La cour d’appel de Paris, dans un arrêt en date du 23 mars 20171, a fait droit à sa demande en se fondant sur l’article 1524, alinéa 1, du Code civil, selon lequel « l’attribution de la communauté entière ne peut être convenue que pour le cas de survie, soit au profit d’un époux désigné, soit au profit de celui qui survivra quel qu’il soit. L’époux qui retient ainsi la totalité de la communauté est obligé d’en acquitter toutes les dettes ». En effet, elle considère que l’épouse survivante bénéficie, en vertu d’une clause d’attribution intégrale de la communauté, de l’ensemble de l’actif et du passif de ladite communauté. L’enfant du défunt, quant à lui, ne recueille dans la succession de son père que les biens propres de ce dernier. Par conséquent, l’épouse survivante est la seule débitrice du solde du prêt litigieux qui constitue une dette de la communauté.

La banque a formé un pourvoi en cassation.

La Cour de cassation devait s’interroger sur les conséquences d’une clause d’attribution intégrale de la communauté à l’épouse survivante quant à l’assiette du gage des créanciers du couple.

La haute juridiction a cassé et annulé, à juste titre, l’arrêt de la cour d’appel de Paris en considérant que les époux en souscrivant un contrat de prêt, avaient engagé, à l’égard du créancier, tant leurs biens communs que leurs biens propres.

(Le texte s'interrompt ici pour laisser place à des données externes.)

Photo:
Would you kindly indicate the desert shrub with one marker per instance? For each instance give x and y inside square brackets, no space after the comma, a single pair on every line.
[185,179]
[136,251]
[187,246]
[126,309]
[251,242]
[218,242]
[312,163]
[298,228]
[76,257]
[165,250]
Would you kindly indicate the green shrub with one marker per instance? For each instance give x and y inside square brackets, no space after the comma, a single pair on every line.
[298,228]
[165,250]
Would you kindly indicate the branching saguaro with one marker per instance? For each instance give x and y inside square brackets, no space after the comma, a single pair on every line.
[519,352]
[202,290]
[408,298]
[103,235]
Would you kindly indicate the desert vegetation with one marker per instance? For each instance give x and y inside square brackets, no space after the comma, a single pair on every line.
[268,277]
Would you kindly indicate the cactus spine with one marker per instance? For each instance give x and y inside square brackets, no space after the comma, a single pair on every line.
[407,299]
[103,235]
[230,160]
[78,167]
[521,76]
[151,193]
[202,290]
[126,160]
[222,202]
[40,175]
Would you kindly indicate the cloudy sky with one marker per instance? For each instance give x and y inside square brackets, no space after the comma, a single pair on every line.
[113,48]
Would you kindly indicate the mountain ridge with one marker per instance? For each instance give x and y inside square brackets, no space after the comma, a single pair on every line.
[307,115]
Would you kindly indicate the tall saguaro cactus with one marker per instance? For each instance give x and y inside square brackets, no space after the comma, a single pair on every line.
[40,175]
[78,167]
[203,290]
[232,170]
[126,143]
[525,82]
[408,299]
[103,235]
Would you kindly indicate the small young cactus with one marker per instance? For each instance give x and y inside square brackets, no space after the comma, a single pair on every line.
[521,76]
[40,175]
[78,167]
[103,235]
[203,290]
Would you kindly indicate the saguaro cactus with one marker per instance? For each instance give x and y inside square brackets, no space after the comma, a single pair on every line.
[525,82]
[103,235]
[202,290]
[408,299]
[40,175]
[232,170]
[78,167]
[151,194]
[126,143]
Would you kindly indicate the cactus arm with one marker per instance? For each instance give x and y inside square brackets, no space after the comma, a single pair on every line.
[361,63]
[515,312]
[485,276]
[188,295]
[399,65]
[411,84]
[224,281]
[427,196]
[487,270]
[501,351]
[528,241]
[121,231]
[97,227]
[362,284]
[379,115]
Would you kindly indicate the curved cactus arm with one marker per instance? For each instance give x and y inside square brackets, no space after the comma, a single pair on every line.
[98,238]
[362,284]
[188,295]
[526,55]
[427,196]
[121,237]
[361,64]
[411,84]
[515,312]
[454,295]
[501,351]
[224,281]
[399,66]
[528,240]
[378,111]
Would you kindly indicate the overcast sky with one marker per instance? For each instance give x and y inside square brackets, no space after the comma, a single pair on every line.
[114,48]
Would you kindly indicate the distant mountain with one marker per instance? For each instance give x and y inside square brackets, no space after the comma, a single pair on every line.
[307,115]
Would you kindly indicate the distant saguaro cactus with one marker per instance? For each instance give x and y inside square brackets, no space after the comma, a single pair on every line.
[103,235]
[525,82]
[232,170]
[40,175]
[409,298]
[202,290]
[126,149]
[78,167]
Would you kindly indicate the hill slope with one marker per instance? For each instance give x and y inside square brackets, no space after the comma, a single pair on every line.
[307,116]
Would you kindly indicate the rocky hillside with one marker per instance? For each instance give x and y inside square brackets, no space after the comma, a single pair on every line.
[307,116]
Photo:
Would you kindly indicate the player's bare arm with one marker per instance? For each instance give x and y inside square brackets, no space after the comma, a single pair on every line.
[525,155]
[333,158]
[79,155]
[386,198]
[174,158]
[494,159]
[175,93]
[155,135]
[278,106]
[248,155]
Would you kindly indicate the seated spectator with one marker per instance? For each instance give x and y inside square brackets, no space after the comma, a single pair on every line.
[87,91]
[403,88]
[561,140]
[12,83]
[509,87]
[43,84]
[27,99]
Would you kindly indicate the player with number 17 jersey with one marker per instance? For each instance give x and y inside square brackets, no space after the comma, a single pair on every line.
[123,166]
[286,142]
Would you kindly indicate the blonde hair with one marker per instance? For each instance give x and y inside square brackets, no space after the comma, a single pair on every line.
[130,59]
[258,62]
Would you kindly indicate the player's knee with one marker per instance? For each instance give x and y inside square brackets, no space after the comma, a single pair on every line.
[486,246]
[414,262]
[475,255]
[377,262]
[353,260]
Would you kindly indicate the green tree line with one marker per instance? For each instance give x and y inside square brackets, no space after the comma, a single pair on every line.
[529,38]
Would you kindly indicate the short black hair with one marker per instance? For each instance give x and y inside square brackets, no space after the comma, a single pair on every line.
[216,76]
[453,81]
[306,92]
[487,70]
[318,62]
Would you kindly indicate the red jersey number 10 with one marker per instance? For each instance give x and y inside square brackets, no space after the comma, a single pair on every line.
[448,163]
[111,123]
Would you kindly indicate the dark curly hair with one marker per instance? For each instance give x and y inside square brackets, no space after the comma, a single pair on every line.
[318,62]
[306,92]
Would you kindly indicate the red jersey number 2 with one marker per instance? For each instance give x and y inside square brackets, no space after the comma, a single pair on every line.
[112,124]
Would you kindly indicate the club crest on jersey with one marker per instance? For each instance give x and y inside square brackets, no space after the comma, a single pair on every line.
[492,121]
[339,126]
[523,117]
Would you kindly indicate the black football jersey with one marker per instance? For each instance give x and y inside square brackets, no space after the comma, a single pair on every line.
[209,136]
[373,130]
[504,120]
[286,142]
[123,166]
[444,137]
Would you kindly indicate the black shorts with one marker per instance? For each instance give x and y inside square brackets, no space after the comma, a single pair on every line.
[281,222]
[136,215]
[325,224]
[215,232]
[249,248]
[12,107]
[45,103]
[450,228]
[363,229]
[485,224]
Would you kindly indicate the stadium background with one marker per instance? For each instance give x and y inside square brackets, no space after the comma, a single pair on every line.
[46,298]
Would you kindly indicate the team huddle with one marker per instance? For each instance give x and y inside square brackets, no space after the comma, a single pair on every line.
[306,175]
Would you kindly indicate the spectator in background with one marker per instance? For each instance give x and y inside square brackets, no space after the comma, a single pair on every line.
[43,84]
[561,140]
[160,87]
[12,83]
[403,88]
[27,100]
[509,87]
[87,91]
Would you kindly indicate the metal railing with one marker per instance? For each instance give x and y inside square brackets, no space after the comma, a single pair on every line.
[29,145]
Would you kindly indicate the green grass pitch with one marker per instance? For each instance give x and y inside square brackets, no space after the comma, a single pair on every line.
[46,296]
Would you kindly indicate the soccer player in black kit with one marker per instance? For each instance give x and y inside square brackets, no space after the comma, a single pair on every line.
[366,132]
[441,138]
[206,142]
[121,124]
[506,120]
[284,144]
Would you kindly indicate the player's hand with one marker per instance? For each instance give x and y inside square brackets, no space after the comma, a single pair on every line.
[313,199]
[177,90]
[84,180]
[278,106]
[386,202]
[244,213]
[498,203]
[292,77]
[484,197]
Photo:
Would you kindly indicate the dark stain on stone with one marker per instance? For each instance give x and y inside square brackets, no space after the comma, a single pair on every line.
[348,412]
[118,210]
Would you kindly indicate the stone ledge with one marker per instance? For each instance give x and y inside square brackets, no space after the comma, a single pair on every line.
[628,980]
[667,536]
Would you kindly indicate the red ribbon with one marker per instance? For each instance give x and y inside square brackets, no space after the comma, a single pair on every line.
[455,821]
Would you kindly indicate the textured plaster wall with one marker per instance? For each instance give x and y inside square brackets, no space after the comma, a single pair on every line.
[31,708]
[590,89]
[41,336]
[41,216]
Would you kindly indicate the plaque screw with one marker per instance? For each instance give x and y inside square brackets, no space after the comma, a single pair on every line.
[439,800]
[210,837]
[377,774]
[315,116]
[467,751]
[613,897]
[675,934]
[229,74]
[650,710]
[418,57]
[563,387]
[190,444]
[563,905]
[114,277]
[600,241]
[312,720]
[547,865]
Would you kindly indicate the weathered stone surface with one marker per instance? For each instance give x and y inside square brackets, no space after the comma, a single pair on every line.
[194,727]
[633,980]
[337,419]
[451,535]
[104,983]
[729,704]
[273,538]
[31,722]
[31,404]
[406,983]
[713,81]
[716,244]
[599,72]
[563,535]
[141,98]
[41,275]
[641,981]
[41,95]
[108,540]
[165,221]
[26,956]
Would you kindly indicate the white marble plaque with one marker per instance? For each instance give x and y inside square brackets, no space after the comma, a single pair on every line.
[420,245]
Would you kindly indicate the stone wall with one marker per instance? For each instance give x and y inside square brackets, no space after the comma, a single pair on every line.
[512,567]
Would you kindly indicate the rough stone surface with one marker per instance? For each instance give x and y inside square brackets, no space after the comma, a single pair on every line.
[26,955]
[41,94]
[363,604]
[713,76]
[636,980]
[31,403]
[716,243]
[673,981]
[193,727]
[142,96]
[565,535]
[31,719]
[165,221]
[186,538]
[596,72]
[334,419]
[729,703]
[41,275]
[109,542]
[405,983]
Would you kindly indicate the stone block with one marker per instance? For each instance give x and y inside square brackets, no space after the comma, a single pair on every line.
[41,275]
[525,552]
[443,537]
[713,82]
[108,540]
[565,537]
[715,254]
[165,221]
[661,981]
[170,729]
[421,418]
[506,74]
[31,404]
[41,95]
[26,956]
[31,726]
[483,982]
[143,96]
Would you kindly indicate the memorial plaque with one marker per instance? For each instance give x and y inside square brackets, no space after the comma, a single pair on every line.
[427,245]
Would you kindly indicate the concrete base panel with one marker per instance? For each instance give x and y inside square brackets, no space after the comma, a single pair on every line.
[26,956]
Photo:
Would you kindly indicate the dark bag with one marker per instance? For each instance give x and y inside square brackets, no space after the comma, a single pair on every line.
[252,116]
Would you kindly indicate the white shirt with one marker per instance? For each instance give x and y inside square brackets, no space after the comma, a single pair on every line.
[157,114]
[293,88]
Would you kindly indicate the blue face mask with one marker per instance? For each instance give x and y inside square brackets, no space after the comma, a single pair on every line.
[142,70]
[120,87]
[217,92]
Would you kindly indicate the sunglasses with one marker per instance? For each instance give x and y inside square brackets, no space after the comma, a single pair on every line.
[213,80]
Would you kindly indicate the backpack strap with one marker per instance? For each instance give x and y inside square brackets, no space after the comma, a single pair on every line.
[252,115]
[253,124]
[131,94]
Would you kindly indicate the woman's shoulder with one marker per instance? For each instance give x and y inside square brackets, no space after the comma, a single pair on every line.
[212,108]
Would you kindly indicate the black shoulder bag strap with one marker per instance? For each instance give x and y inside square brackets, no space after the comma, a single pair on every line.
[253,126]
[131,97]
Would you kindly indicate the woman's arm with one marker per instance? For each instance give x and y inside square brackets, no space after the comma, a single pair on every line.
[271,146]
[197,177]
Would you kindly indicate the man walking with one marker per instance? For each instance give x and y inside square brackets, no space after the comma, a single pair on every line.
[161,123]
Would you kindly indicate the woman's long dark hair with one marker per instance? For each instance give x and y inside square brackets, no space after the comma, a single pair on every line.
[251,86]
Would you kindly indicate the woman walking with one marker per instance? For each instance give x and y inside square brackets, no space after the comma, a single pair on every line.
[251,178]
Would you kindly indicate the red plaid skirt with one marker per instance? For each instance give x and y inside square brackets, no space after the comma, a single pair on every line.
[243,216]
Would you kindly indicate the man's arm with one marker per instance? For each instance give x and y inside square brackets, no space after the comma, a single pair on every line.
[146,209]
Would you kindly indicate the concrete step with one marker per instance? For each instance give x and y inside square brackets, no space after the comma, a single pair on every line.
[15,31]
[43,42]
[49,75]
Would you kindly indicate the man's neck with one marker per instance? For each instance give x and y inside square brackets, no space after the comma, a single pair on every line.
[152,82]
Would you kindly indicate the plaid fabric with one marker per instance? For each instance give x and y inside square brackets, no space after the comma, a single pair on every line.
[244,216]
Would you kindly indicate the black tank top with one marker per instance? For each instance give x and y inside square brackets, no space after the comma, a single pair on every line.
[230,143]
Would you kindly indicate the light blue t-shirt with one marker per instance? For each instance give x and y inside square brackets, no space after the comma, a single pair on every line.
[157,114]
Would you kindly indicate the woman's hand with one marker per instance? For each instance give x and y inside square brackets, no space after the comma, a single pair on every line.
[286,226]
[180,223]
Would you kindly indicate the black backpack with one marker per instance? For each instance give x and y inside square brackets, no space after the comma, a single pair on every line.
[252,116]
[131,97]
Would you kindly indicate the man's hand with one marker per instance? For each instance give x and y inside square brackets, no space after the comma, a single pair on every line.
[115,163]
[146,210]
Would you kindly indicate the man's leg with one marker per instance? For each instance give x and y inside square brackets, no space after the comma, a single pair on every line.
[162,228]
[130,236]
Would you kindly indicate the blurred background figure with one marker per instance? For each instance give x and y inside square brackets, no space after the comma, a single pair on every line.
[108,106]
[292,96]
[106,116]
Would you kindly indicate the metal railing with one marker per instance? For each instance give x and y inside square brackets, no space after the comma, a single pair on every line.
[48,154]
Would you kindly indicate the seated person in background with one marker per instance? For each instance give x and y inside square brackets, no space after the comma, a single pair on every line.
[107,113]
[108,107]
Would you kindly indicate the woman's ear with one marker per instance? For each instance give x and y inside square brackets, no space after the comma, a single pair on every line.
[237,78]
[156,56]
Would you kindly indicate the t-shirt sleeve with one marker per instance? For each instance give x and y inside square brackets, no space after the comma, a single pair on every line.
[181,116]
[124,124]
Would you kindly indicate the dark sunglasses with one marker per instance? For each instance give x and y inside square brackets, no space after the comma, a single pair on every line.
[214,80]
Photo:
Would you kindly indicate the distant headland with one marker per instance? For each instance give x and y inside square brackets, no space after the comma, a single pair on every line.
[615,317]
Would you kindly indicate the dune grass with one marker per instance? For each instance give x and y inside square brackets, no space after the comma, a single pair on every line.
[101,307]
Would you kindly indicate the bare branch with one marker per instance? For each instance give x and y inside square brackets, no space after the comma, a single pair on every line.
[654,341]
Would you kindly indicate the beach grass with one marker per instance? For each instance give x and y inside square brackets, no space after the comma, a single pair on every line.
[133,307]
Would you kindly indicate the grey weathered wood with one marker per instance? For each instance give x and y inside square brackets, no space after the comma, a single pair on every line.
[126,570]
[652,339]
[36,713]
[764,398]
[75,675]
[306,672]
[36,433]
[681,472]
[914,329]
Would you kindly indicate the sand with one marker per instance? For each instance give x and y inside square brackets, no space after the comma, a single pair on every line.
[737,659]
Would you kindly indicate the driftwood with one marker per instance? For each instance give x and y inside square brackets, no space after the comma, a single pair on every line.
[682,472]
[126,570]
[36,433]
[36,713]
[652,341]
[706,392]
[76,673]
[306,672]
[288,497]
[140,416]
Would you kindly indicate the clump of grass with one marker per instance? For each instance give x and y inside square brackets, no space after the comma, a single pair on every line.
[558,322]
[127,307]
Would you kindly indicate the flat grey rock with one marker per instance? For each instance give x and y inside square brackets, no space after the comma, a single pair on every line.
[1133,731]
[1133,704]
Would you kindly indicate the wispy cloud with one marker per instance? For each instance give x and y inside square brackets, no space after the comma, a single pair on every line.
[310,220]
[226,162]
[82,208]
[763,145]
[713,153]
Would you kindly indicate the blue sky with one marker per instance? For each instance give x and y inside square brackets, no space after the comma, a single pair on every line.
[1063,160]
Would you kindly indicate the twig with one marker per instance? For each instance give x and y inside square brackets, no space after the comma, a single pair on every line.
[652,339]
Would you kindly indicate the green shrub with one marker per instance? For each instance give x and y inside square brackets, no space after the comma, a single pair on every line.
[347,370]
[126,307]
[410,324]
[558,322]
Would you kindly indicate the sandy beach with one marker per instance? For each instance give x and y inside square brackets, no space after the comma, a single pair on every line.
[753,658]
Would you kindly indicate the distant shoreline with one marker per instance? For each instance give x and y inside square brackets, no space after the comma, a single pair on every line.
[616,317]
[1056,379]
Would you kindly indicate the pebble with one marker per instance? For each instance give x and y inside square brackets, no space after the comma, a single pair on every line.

Elle a ainsi rappelé que la clause d’attribution intégrale de la communauté n’a pas pour effet de soustraire le patrimoine propre de l’époux prédécédé de l’assiette du droit de gage général prévu à l’article 2284 du Code civil.

La cour d’appel semble confondre ici l’obligation à la dette avec la contribution à la dette, c’est la raison pour laquelle elle est censurée par la Cour de cassation.

Il est alors utile de rappeler la situation du couple emprunteur pendant le mariage (I) puis nous verrons les conséquences du décès de l’un des époux relativement au remboursement de l’emprunt en particulier lorsque son conjoint recueille l’intégralité de la communauté (II).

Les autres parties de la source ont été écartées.